- Come? sclamarono in coro il colonnello, il burattinaio e Tartaruga.
- Sì: vado a presentarvi la mia promessa. Non vi ho annunziati; ma, ne son certo, la vostra visita la colmerà di piacere.
Seguì(8) un movimento di silenzio. Tartaruga si ritirò nella sua stanza e si mise a piangere.
Il sergente accese la pipa, don Gabriele incrociò le braccia dietro la schiena, Bruto cacciò le mani nelle tasche e via. Si sarebbe detto che seguissero un funerale: silenzio su tutta la linea. Percorsero così la via Foria, il Largo delle Pigne, Toledo; poi ascesero pel vico Tre Re e presero a sinistra per la strada Speranzella.

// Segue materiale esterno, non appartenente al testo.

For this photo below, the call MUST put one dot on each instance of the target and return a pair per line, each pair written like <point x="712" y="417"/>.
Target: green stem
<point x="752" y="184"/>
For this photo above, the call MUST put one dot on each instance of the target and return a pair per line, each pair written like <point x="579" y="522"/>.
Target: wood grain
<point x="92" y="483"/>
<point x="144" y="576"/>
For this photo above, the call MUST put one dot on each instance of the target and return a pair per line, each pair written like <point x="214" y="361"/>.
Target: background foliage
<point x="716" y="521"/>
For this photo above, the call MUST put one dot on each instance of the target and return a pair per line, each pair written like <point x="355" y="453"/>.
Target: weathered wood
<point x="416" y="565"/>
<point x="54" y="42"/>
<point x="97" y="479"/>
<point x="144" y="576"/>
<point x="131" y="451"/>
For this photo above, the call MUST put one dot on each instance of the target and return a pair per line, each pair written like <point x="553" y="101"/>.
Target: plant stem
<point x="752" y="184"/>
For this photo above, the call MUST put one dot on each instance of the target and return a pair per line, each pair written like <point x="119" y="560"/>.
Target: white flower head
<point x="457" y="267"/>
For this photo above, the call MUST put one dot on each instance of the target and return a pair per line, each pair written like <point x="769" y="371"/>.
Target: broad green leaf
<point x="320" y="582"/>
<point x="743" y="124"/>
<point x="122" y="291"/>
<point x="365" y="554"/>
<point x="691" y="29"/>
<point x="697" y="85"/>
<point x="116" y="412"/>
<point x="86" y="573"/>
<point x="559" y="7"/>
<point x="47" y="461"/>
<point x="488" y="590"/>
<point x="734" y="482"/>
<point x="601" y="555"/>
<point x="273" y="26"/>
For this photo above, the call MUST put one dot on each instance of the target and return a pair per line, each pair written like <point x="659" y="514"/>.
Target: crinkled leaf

- Dove diamine andiamo? chiese don Gabriele.
- Poco lontano di qui, rispose Bruto.
- Sarebbe mai da?... disse egli con ansietà.

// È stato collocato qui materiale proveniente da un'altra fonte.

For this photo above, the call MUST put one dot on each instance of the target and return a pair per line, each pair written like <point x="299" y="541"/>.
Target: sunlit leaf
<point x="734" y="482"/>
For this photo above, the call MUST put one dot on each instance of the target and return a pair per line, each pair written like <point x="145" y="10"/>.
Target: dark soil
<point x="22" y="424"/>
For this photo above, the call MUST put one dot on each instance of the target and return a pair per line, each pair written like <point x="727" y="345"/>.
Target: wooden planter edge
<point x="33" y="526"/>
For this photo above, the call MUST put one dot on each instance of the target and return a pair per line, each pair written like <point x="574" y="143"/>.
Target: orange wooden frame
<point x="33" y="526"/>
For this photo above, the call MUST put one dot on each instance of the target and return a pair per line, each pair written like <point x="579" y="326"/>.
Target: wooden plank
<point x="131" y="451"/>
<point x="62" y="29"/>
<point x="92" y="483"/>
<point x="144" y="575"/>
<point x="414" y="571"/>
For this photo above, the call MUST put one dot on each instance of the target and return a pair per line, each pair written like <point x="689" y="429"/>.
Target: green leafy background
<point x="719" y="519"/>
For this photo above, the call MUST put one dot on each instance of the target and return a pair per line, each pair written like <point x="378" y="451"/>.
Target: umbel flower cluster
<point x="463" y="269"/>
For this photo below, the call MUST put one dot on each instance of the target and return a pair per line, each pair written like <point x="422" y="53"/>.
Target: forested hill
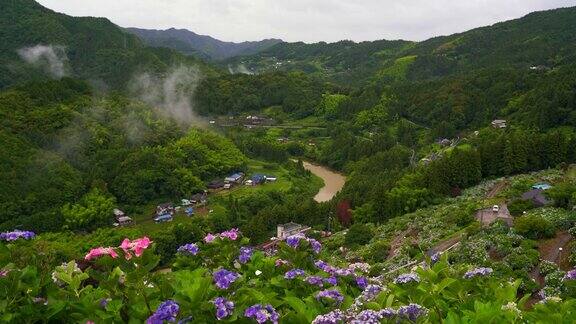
<point x="89" y="48"/>
<point x="202" y="46"/>
<point x="544" y="39"/>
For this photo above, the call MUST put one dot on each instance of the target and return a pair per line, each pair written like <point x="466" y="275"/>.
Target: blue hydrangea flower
<point x="224" y="307"/>
<point x="224" y="278"/>
<point x="262" y="314"/>
<point x="334" y="295"/>
<point x="294" y="273"/>
<point x="167" y="311"/>
<point x="412" y="312"/>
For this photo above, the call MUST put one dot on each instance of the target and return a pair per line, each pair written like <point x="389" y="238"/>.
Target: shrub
<point x="534" y="227"/>
<point x="518" y="206"/>
<point x="358" y="234"/>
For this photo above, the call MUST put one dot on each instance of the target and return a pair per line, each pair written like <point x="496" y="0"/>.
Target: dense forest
<point x="94" y="120"/>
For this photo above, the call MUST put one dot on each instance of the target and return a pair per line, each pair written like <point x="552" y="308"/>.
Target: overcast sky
<point x="307" y="20"/>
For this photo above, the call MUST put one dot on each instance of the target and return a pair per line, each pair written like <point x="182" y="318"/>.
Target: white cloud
<point x="308" y="20"/>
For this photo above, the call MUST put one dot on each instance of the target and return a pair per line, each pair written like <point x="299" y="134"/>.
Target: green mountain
<point x="206" y="47"/>
<point x="89" y="48"/>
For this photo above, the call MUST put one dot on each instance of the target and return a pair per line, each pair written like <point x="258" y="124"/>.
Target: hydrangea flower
<point x="100" y="251"/>
<point x="407" y="278"/>
<point x="294" y="273"/>
<point x="315" y="280"/>
<point x="245" y="254"/>
<point x="334" y="317"/>
<point x="280" y="262"/>
<point x="17" y="234"/>
<point x="316" y="246"/>
<point x="362" y="282"/>
<point x="209" y="238"/>
<point x="230" y="234"/>
<point x="412" y="312"/>
<point x="262" y="314"/>
<point x="167" y="311"/>
<point x="189" y="249"/>
<point x="368" y="317"/>
<point x="294" y="240"/>
<point x="477" y="272"/>
<point x="334" y="295"/>
<point x="224" y="278"/>
<point x="370" y="292"/>
<point x="137" y="246"/>
<point x="570" y="275"/>
<point x="332" y="281"/>
<point x="224" y="307"/>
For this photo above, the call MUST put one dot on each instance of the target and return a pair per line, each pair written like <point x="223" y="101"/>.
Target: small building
<point x="166" y="208"/>
<point x="235" y="178"/>
<point x="285" y="230"/>
<point x="499" y="123"/>
<point x="258" y="179"/>
<point x="199" y="199"/>
<point x="537" y="197"/>
<point x="123" y="221"/>
<point x="542" y="186"/>
<point x="215" y="185"/>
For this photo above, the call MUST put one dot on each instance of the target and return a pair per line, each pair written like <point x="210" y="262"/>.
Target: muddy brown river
<point x="333" y="182"/>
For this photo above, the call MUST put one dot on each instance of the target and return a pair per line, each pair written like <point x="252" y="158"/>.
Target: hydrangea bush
<point x="223" y="279"/>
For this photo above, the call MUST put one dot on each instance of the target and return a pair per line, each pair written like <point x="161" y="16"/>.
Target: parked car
<point x="163" y="218"/>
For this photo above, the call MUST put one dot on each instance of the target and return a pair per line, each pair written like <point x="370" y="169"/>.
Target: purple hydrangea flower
<point x="570" y="275"/>
<point x="294" y="273"/>
<point x="407" y="278"/>
<point x="316" y="246"/>
<point x="412" y="312"/>
<point x="167" y="311"/>
<point x="262" y="314"/>
<point x="245" y="254"/>
<point x="435" y="257"/>
<point x="362" y="282"/>
<point x="17" y="234"/>
<point x="334" y="295"/>
<point x="334" y="317"/>
<point x="315" y="280"/>
<point x="189" y="249"/>
<point x="370" y="292"/>
<point x="224" y="307"/>
<point x="294" y="240"/>
<point x="367" y="317"/>
<point x="224" y="278"/>
<point x="477" y="272"/>
<point x="332" y="281"/>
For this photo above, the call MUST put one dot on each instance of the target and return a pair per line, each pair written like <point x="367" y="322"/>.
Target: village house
<point x="166" y="208"/>
<point x="499" y="123"/>
<point x="537" y="197"/>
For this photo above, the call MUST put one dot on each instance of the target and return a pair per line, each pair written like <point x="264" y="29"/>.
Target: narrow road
<point x="333" y="182"/>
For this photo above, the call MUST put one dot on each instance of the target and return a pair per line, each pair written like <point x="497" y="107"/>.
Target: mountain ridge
<point x="204" y="46"/>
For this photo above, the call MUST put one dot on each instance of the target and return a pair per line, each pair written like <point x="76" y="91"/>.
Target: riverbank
<point x="333" y="182"/>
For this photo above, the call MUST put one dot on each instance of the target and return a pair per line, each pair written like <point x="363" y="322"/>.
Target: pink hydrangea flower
<point x="101" y="251"/>
<point x="209" y="238"/>
<point x="137" y="246"/>
<point x="231" y="234"/>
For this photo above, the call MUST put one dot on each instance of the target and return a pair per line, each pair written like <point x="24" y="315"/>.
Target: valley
<point x="162" y="176"/>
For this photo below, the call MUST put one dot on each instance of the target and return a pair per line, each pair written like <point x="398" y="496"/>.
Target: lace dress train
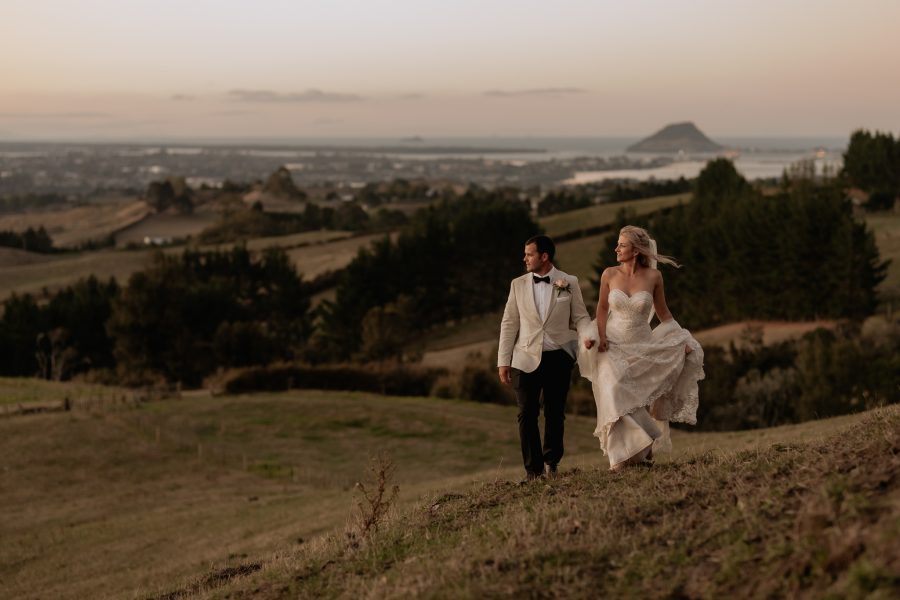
<point x="643" y="381"/>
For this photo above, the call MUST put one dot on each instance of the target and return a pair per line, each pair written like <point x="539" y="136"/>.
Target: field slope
<point x="117" y="501"/>
<point x="793" y="519"/>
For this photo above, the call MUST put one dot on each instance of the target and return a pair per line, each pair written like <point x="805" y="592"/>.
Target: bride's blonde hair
<point x="646" y="247"/>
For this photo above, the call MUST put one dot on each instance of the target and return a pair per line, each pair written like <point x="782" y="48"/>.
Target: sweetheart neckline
<point x="624" y="293"/>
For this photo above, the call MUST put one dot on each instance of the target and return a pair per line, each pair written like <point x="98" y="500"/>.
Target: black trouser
<point x="552" y="377"/>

- Ancora due passi, voltate a dritta, là!... Siamo nel vico. Al numero 3. Lo conosci tu, don Gabriele?
- L'avevo indovinato. Non fa nulla, sei un bravo giovane e che il diavolo porti chi non ti vuol bene.
- Andiamo al settimo piano, colonnello, siete stanco?

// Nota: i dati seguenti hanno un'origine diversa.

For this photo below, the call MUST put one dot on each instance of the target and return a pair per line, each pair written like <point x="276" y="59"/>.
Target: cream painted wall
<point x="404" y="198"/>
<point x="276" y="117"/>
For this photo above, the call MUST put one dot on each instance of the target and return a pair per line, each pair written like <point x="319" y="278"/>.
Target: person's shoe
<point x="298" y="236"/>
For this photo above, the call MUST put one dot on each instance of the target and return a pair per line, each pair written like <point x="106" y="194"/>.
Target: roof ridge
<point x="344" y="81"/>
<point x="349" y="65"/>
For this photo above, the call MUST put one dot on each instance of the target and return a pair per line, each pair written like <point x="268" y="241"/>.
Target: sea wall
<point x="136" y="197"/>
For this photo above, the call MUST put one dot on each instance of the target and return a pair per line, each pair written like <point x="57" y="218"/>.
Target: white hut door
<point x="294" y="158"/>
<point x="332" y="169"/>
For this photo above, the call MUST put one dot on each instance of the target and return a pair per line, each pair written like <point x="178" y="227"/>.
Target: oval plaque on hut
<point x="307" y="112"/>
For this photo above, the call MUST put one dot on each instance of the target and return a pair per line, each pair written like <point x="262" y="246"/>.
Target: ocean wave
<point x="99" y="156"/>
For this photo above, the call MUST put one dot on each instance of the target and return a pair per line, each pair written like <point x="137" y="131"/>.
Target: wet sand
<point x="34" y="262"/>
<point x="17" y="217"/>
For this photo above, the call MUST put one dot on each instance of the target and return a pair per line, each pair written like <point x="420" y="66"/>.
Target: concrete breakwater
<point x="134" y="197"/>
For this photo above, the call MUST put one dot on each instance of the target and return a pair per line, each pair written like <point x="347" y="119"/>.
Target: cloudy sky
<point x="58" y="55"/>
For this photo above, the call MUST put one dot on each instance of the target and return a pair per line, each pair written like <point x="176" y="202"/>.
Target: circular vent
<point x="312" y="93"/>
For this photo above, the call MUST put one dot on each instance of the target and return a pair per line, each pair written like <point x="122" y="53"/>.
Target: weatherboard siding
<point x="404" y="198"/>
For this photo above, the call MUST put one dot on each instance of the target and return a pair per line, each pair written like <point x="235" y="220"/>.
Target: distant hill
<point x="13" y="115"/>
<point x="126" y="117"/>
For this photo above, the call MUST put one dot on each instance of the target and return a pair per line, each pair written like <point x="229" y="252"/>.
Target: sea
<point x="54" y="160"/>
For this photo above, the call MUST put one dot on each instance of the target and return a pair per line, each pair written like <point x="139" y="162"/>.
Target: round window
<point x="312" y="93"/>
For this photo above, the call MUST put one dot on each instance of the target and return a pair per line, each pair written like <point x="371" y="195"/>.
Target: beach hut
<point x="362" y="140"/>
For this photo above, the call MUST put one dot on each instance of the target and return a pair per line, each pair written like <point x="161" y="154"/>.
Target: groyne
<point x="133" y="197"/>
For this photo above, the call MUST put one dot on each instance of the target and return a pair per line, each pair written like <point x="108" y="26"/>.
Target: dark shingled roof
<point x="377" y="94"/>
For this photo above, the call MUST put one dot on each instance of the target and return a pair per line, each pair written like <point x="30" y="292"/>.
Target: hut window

- Andate avanti, vi seguo anche al decimo.
Ed eccoli all'uscio.
Bruto picchia: silenzio! Picchia di nuovo: silenzio! Don Gabriele assale la porta a pugni. Silenzio! Il colonnello batte con la sua gamba di legno. Nessuno!
- Sono uscite, dice Bruto.
S'apre l'uscio del sesto piano. Una donna viene sul pianerottolo e dice:
- Chi cercate, signori?
- Serafina Minutolo, risponde Bruto con voce turbata.
- È scomparsa da tre giorni, ella e sua figlia, risponde la donna.
- Come? sclamò Bruto.
- Sono venuti a cercar la Lena: gente di teatro, capite.